Snowflake's Head of Data Collaboration on productising public sector data
System-thinking is turning data hoards into data products. Standardised, “spaghetti” data is no more, as modern data platforms are enabling user-centric, privacy-compliant interoperability.
The potential is immense, says Jonathan Wolf, Head of Data Collaboration Strategy at Snowflake. If data products are the new reality, this is a game changer for quantifying the value of data and pinpointing quick-wins in government-wide efficiency.
Value-added data provision
What role does collaboration play in productising public sector data? Large-scale data providers like the US Census Bureau, have enormous, complex and often inaccessible data assets. Supporting value by design with organisations across the globe, Wolf takes an aerial view of their entire data ecosystem. Whilst this can first appear opaque, Wolf tells us that it all starts by looking at the diverse needs of data recipients to build an informed view of how to optimise the entire system.
“Most departments have a mandate to make data accessible and useful, but the model of providing opaque, uniform data to stakeholders with diverse needs is changing to a more bespoke approach that is adding value to the user experience. We can understand this as data productisation,” Wolf explained.
“No one wants your pile of data,” Wolf joked. An interactive dashboard with built-in explainability is probably more suited to citizens that want answers to specific questions.
Departments with data science teams like the Office for National Statistics (ONS) are more likely to prefer a data deluge where they can track the movement and consumption of data across departments in real-time.
Whether sold or not, viewing data as a 'product,' positions it within a system-wide value chain, with an obligation for it to meet higher accessibility standards based on the ‘customer’. This sets the stage for data to yield a return on investment.
User-centricity and privacy-compliance. Two sides of the same coin?
Constructing data in the form of a bespoke product for end-users is also helping organisations address some of the historical barriers to data sharing, with tools like data cleaning rooms rapidly advancing the possibility of a data sharing environment with built-in privacy compliance.
“For a long time, there was a distinct tension between the need for transparency and insight and the need to protect sensitive data,” Wolf reflected. Opting for arduous, manual data cleaning has meant waiting on answers to important analytical questions that required cross-government data sharing. In the medium term, this lag has inhibited the need for a proactive, evidence-driven government.
However, Wolf observes that there are a growing number of use cases where technologies are facilitating multi-party collaboration, allowing the bespoke data requirements of stakeholders to be met, whilst still being able to curtain sensitive data to your recipient.

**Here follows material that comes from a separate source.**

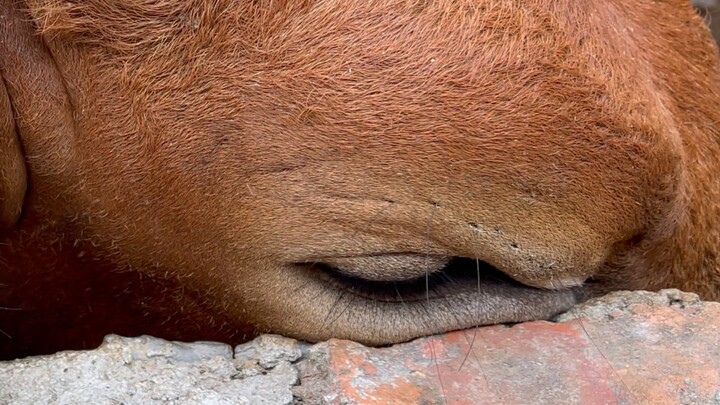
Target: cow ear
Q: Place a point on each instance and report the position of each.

“We collaborate with government bodies to understand what the core issues are that recipients aim to solve by accessing certain data. This approach enables us to provide valuable insights while preserving sensitive identifiers. Data productisation helps us understand the recipient's needs, which in turn, helps us determine which elements we can conceal, transforming raw data into a tailor-made, privacy-compliant solution.”
With the construct of productised data sharing in place, Wolf elaborated on how to use this as a foundation to monetise those data assets with the private sector whilst maximising departmental resource allocation.

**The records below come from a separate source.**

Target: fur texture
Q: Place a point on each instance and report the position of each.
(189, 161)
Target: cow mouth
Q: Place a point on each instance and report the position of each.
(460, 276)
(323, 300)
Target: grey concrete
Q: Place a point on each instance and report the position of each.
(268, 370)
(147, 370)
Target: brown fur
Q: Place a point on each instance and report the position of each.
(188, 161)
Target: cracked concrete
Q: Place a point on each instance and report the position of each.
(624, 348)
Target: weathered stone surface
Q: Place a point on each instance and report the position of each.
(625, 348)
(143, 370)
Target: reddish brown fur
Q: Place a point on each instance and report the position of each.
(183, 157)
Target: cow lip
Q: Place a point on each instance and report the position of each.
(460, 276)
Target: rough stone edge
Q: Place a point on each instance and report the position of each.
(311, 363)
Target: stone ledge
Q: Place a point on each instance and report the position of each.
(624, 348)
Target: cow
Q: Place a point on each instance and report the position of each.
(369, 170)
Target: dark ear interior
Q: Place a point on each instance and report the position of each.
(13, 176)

Commercialising data assets through public-private collaboration
Gone are the days of departments relying on the ONS as the exclusive source of data expertise. With departments improving their data infrastructure, capabilities and literacy, the ONS’ role is increasingly less centred around being an intermediary data-cleaning service for other departments. Wolf observed that this decentralisation of expertise has meant that departments have greater bandwidth to optimise their data resources through new ways of working with the private sector.
“In the last few years, we’ve seen an opportunity open up where governments can begin commercialising their data. Previously, bespoke data products built off of aggregate data was a service monopolised by private actors but since the tension between insight and privacy has been addressed by technologies like data cleaning rooms, governments can now vertically integrate and start to profit from the data they are sourcing and storing.”
Enhancing the value of data assets can foster creative solutions for pressing national concerns. In sectors like energy, where private companies play a significant role in service provision, there's an opportunity for businesses to leverage public sector data to develop premium data products for the private sector. As Wolf underlined, these businesses could then pass on the resulting benefits to citizens directly through reduced utility bills, bringing the benefits of system-thinking and collaboration directly to citizens.
The virtuous cycle of data-driven budget allocation
But the opportunities of data productisation to make money go further aren’t confined to private-public partnerships. Attaching quantifiable value to the department's data products opens a host of opportunities for departments to communicate the value of their data provision, allowing for a more strategic view of budget allocation.
“Modern data platforms are going beyond simply showing the number of downloads, but are actually providing consumption metrics about what queries are being made against specific data points. We’re seeing agencies use these metrics to argue for more budget, which they can reinvest in bespoke data products to drive a virtuous cycle.”
By attaching quantifiable value to data products, departments can demonstrate the significance of their data provision and secure additional resources for reinvestment. This data-driven approach fosters a virtuous cycle of continuous improvement, shifting away from linear, unspecialised data sharing towards an enriched data ecosystem that can be reinforced by top-down direction.